In a time where many celebrities are spreading messages of positivity and healing, it’s actually comforting to welcome the return of Apple’s angst and rage, which feels like the unexpressed subconscious of the world. It is also timely to hear an album which utilizes a house in creative ways for its rhythmic backbone, as many of us are stuck inside our own. Apple’s complicated rhythms, screams and whispers reflect back the confusion and surrealism of our current moment and allow us to reckon with our enclosure. Though the album was not written in response to the COVID-19 epidemic (Apple had been social distancing to work on it long before “social distancing” was even a turn of phrase) its lyrics speak to it preternaturally. The closing song of the album is a rhythmic chant of the words, “On I go, not toward or away / Up until now it was day, next day / Up until now in a rush to prove / But now I only move to move,” words which seem apt for our collective stasis. The rhythm of these words however, promise growth in some direction, regardless of whether that direction is known.

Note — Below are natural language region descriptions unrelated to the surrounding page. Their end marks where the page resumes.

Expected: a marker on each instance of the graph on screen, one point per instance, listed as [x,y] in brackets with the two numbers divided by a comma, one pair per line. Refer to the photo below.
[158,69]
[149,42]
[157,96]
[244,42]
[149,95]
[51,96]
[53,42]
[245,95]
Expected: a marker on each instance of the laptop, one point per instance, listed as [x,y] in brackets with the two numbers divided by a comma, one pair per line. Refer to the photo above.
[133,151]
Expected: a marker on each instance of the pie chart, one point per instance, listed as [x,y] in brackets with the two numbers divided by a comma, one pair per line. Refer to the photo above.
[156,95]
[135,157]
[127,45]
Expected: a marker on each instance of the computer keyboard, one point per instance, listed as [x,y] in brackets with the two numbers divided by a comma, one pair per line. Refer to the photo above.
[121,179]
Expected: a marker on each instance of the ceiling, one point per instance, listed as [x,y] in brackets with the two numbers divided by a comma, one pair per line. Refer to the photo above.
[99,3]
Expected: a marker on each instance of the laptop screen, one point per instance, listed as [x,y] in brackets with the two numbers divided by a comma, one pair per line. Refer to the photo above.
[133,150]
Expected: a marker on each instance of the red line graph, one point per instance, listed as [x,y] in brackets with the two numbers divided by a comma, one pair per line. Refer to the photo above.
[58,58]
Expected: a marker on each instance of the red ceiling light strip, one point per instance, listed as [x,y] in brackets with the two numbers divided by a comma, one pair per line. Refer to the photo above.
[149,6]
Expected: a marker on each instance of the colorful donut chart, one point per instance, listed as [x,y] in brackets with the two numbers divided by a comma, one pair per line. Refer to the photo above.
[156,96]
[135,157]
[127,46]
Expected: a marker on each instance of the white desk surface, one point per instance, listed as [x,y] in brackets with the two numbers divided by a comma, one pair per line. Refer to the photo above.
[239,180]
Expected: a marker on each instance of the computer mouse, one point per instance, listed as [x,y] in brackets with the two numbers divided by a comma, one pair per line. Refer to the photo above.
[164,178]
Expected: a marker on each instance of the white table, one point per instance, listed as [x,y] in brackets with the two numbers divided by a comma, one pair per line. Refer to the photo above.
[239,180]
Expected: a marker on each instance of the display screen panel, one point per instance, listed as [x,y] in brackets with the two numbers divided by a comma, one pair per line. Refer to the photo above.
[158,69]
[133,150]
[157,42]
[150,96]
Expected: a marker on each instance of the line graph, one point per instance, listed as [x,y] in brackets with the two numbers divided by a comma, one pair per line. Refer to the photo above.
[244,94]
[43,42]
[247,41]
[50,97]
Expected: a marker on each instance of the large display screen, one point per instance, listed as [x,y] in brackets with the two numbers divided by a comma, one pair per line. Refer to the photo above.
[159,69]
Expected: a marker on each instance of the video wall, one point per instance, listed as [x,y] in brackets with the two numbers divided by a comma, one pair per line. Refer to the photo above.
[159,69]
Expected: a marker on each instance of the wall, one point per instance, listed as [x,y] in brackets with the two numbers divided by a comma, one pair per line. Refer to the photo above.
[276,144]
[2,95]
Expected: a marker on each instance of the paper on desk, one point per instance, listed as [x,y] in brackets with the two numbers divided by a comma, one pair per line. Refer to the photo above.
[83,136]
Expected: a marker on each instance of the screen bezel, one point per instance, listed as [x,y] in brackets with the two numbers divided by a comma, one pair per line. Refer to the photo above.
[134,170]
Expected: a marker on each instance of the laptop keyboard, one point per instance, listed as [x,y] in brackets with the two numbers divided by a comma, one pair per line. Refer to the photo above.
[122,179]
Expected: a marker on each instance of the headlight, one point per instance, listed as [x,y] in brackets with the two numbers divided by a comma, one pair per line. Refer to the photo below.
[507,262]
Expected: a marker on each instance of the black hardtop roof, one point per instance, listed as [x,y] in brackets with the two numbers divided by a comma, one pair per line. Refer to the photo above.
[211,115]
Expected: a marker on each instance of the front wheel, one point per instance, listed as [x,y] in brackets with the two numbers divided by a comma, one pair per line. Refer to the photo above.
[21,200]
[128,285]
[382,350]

But as a writer of love songs, Apple also knows that before growth comes mourning. On the most conventionally composed song on the album, a slow jam called “Ladies,” Apple addresses the new girlfriend of her ex-boyfriend in what is hardly a conventional scenario—Apple invites the new girlfriend to raid her kitchen cupboards and bathroom cabinets. Justifying her lack of jealousy, Apple croons, “Nobody can replace anybody else / So it would be a shame to make it a competition / And no other love is like any other love / So it would be insane to make a comparison with you.” As people around the world struggle to replicate social rituals virtually, it is almost possible to hear this line as permission: instead of trying tirelessly to replicate a normalcy that can no longer be, perhaps we should allow ourselves to truly feel its difference. Or better yet, like Apple, we might allow ourselves to invite this new reality in. We might allow ourselves to make something of it.